Film: The Sweet East

 

 

Don’t look for any hidden depths if you go to see The Sweet East.

Just go along for the ride as you follow the beautiful Talia Ryder through a crazy assortment of adventures as she plays a charming but manipulative teenager on the road to New York.

Lillian is a high school student from South Carolina who escapes from her class tour to Washington DC and manages to get by with no phone, no money, no change of clothes and no apparent purpose.

 

 

The film is the work of cinematographer Sean Price Williams, his first as a director, and he and scriptwriter Nick Pinkerton use Lillian’s meandering journey to take a satirical look at the modern world of activism and terrorism.

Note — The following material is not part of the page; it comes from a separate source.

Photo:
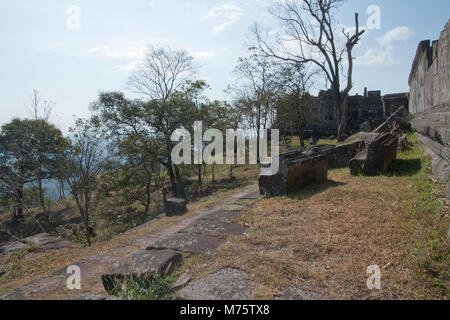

Talia Ryder is brilliant at the chameleon Lillian, who shamelessly uses the men who keep coming to her rescue and then dumps them to move on to the next adventure.

We meet political activist Caleb (Earl Cave), who takes her along to a protest, only to find that he and his friends have the wrong location.

There she meets Lawrence (Simon Rex), a university professor and Nazi sympathiser, who takes her home, wraps her in an eiderdown embroidered with swastikas and watches only silent movies.

 

 

She persuades him to take her to New York, where she abandons him at the first opportunity.

In the street she encounters an irresistable pair of film-makers (Ayo Edebiri and Jeremy O. Harris), who audition her for a starring role.

The film shoot is disrupted by a gang of armed skinheads who open fire on all and sundry. Lillian, of course, is rescued, and ends up in an Islamic community.

It’s all a bit like an Alice In Wonderland fairytale – often confusing, sometimes amusing, with beautiful cinematography.

The Sweet East opens on Thursday, May 16, at Luna Leederville.